Un pêcheur vient à notre rencontre, - le "pilote"! - nous indique le mouillage et récupère Augustin et sa maman. Tintin pète la forme et parle à tue-tête, il est 4h du mat. Un camion de pompier nous attend à terre, et nous emmène au dispensaire. On est pris en charge tout de suite, Titin est mis sous perf de glucose, c'est un peu brusque mais on va s'endormir en 2-2 tous les deux... Ils parlent tous français, la police, les pompiers, les infirmiers...

La veille, avant de prendre mes quarts, j'avais fait comme avant d'accoucher, un petit sac d'hôpital. Trop bien fait! On est tous les deux contents d'avoir un oreiller et une couverture du bateau! Augustin s'endort inquiet, je lui tiens sa petite main.

Au petit matin, un médecin parlant excellemment bien le français retire la perfusion et me dit qu'il nous laisse partir à la seule condition, c'est qu'on ne retourne pas sur le bateau pendant 3 jours, haha! Allez Titin, un petit séjour tous les deux en amoureux à Sal Rei, ils vont être contents à bord d'entendre ça!
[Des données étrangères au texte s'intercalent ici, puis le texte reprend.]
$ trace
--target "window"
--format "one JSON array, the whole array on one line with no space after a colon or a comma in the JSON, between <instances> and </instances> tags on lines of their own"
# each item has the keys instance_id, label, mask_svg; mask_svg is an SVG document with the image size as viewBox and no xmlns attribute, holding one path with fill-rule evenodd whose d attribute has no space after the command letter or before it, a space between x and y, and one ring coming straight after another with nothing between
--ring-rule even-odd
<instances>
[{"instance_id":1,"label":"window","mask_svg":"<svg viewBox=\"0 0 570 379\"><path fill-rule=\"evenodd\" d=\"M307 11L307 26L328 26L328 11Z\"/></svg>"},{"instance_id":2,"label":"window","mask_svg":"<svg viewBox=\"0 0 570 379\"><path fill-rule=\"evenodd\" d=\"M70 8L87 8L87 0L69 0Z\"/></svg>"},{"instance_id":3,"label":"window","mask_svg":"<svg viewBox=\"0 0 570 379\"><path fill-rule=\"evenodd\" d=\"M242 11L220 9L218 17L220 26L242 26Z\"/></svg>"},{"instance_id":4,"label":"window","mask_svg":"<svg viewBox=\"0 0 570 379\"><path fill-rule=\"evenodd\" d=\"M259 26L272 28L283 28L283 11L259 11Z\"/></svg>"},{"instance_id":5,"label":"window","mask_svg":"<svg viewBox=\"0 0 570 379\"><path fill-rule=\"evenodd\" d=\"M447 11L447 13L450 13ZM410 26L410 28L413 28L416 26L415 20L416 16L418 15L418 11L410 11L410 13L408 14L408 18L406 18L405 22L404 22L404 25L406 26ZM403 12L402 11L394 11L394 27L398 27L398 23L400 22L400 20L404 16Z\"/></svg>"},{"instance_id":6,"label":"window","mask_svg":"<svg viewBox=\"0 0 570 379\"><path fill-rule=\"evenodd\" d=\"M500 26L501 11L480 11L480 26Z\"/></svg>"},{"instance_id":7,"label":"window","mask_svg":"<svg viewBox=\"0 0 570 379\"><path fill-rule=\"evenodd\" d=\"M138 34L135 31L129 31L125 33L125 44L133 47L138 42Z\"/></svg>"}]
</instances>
Ce même médecin me parle aussi d'une famille française avec 3 enfants qui ont séjourné dans ce même hôpital il y a 2 mois... mais, mais... bien sûr, c'est Sea You! Une famille que nous avions rencontrée lors de notre stage médical, dont nous suivons le blog et la trace, et qui avaient effectivement eu une intox alimentaire généralisée et pas drôle sur cette même île! (cf leur article ici) Eux y ont passé 3 jours et 2 nuits, je l'ai échappé belle!
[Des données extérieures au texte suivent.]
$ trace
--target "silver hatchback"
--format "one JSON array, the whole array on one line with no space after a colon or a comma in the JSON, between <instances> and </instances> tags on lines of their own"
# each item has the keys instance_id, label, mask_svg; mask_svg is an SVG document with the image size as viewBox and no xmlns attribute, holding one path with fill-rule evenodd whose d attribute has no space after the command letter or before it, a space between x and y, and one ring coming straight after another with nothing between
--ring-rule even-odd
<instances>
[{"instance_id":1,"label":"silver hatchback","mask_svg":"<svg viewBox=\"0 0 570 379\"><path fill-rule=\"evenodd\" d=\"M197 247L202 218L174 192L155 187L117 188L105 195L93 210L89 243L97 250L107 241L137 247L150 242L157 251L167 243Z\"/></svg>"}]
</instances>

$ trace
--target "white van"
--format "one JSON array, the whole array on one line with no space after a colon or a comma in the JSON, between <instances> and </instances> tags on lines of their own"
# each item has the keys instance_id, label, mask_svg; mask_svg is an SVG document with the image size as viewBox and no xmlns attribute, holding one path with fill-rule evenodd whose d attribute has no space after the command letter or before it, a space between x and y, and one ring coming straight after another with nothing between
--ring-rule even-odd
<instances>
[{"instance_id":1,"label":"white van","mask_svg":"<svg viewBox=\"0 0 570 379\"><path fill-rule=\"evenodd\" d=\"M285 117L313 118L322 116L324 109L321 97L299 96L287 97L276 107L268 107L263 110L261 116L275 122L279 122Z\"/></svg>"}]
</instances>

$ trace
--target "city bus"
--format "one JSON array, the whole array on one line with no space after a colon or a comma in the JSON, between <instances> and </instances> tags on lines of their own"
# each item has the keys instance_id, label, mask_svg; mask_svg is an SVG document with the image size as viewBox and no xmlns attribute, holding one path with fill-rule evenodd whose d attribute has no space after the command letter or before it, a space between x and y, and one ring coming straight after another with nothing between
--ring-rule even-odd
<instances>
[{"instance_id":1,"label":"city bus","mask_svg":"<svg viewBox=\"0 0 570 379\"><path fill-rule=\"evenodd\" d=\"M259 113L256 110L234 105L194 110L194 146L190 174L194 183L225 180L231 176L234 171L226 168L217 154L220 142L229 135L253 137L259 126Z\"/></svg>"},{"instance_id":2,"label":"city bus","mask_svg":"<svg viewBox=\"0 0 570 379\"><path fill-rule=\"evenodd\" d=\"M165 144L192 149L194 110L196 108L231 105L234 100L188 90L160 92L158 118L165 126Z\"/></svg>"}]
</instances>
On est dimanche, je sors des urgences, et je découvre le paysage paradisiaque de notre escale. Sable blanc, eau turquoise, des kites, des planches, des maisons colorées partout. C'est trop beau mais l'appel de la maison reprend le dessus. On communique par VHF avec le bateau, ils ne peuvent pas venir me chercher car l'annexe est rangée pliée au fond de la soute à voile. Et là, incroyable, Nadir, cet homme bienveillant qui a veillé toute la nuit pour nous guetter, qui nous a appelé à la VHF, qui nous a envoyé le pêcheur-pilote et organisé la transport en pleine nuit, lui-même est là pour venir nous raccompagner au bateau. Le dilemme est vite réglé, je saute sur cette occase de ne pas à avoir à y aller à la nage. Le week-end paradisiaque, Titin, on se le fera!


Nous décidons de reprendre la navigation le lendemain vers Mindelo, histoire de se faire une vraie nuit. Eh oui, les programmes.... Pierre et Ayesha ont RV avec un oncle et tante. Et il y le dernier jour du carnaval à ne pas rater!

Il ne reste que 24h de nav et le grand défi, c'est que Titin ne vomisse pas. On y est parvenu, mais au prix d'un effort incommensurable de son papa pour le distraire et lui faire oublier son mal de mer.... c'est un effort de chaque instant, qui a payé. Mais ça réclame un adulte à plein temps, qui pendant ce temps-là, ne peut ni s'occuper de la navigation ni des autres enfants...


Tout ceci est trop récent et brûlant pour vous dire comment on pense faire pour la suite. En attendant, relax, c'est carrrrrrnavAL!